Il premier canadese Justin Trudeau riceve suggerimenti da David Morrison, il suo sherpa, durante il G7 del 2023 a Hiroshima, in Giappone (Adrian Wyld/The Canadian Press)

Il lavoro degli sherpa trova poi il momento culminante proprio durante l’incontro dei leader. A differenza di quanto accade nei Consigli Europei e nella maggior parte dei vertici della NATO, dove i consiglieri diplomatici sono relegati in stanze attigue a quelle in cui i capi di Stato o di governo discutono riservatamente, le riunioni del G7 prevedono di norma la partecipazione diretta degli sherpa che siedono alle spalle dei loro presidenti, e intervengono su richiesta di questi ultimi. Poi può succedere che i leader concordino di svolgere alcune parti dell’incontro da soli, chiedendo agli sherpa di uscire.

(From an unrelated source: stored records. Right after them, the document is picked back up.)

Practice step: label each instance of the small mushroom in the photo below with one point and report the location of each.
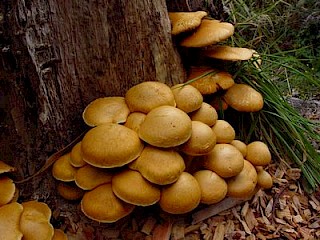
(146, 96)
(202, 140)
(185, 21)
(209, 80)
(243, 184)
(225, 160)
(213, 187)
(159, 166)
(241, 146)
(76, 159)
(229, 53)
(10, 221)
(206, 114)
(182, 196)
(62, 169)
(243, 98)
(258, 153)
(35, 221)
(89, 177)
(134, 120)
(7, 190)
(106, 110)
(187, 97)
(69, 191)
(166, 126)
(224, 132)
(131, 187)
(110, 145)
(101, 205)
(209, 32)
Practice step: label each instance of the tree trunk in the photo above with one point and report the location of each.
(57, 56)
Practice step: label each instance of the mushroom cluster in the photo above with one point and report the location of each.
(28, 220)
(157, 145)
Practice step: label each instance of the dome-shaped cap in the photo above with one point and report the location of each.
(182, 196)
(166, 126)
(146, 96)
(110, 145)
(131, 187)
(101, 205)
(106, 110)
(159, 166)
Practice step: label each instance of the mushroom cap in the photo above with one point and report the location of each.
(224, 132)
(241, 146)
(59, 235)
(89, 177)
(243, 184)
(101, 205)
(206, 114)
(202, 140)
(264, 179)
(69, 191)
(62, 169)
(134, 120)
(146, 96)
(5, 167)
(110, 145)
(182, 196)
(229, 53)
(243, 98)
(225, 160)
(209, 80)
(131, 187)
(35, 221)
(166, 126)
(76, 159)
(187, 97)
(213, 187)
(185, 21)
(106, 110)
(159, 166)
(7, 190)
(10, 221)
(258, 153)
(209, 32)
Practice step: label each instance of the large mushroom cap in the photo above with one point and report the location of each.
(209, 80)
(243, 98)
(213, 187)
(110, 145)
(185, 21)
(131, 187)
(146, 96)
(89, 177)
(106, 110)
(187, 97)
(7, 190)
(62, 169)
(101, 205)
(229, 53)
(182, 196)
(244, 183)
(159, 166)
(225, 159)
(258, 153)
(9, 221)
(202, 140)
(206, 114)
(35, 221)
(166, 126)
(209, 32)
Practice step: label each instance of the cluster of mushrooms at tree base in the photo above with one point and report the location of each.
(158, 144)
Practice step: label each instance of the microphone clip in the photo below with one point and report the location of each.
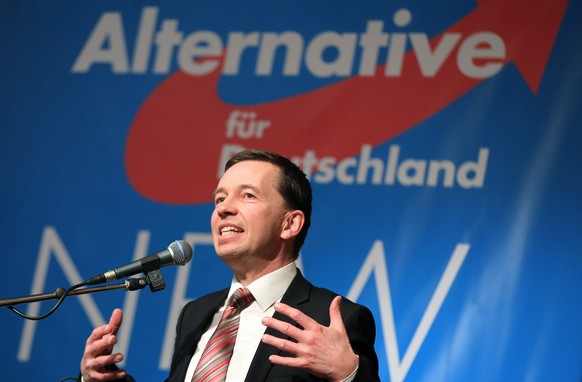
(151, 267)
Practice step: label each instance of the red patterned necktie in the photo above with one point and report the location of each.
(214, 362)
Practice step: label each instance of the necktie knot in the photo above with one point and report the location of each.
(214, 361)
(241, 298)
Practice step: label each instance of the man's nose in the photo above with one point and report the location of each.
(226, 207)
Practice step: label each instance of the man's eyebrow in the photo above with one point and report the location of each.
(239, 187)
(217, 191)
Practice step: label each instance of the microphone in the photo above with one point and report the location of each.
(179, 253)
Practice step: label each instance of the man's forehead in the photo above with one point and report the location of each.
(249, 173)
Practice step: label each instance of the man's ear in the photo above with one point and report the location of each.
(292, 224)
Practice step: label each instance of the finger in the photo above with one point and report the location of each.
(283, 327)
(115, 320)
(282, 344)
(110, 328)
(287, 361)
(296, 315)
(335, 314)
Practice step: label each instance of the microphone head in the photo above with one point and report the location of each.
(181, 252)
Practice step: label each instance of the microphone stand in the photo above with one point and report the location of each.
(128, 285)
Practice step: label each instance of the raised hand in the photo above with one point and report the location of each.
(323, 351)
(98, 363)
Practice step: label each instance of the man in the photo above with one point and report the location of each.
(291, 330)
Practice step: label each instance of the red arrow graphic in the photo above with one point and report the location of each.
(176, 138)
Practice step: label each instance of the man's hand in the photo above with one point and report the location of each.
(322, 351)
(98, 362)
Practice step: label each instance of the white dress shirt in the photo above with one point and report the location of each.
(267, 290)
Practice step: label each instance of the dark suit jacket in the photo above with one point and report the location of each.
(302, 295)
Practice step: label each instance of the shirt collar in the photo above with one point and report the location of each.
(270, 288)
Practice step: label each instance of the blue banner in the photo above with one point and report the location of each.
(442, 140)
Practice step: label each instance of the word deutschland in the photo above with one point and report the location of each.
(160, 46)
(365, 169)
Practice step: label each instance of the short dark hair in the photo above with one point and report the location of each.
(293, 185)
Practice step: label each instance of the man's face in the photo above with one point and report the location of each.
(249, 212)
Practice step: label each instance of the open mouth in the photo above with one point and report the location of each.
(230, 230)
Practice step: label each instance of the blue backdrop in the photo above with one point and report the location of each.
(442, 140)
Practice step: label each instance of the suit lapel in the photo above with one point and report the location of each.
(296, 294)
(200, 320)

Ma nei giorni della riunione dei leader gli sherpa curano anche l’organizzazione e la preparazione degli incontri bilaterali, cioè dei colloqui che ciascun capo di Stato o di governo tiene, di volta in volta, con altri singoli interlocutori.

Il compito degli sherpa non si conclude qui, però. Dopo la fine della riunione dei leader del G7, i consiglieri continuano a incontrarsi o a sentirsi per definire i dettagli di altri documenti collegati alle conclusioni, o per attuare misure decise durante l’incontro.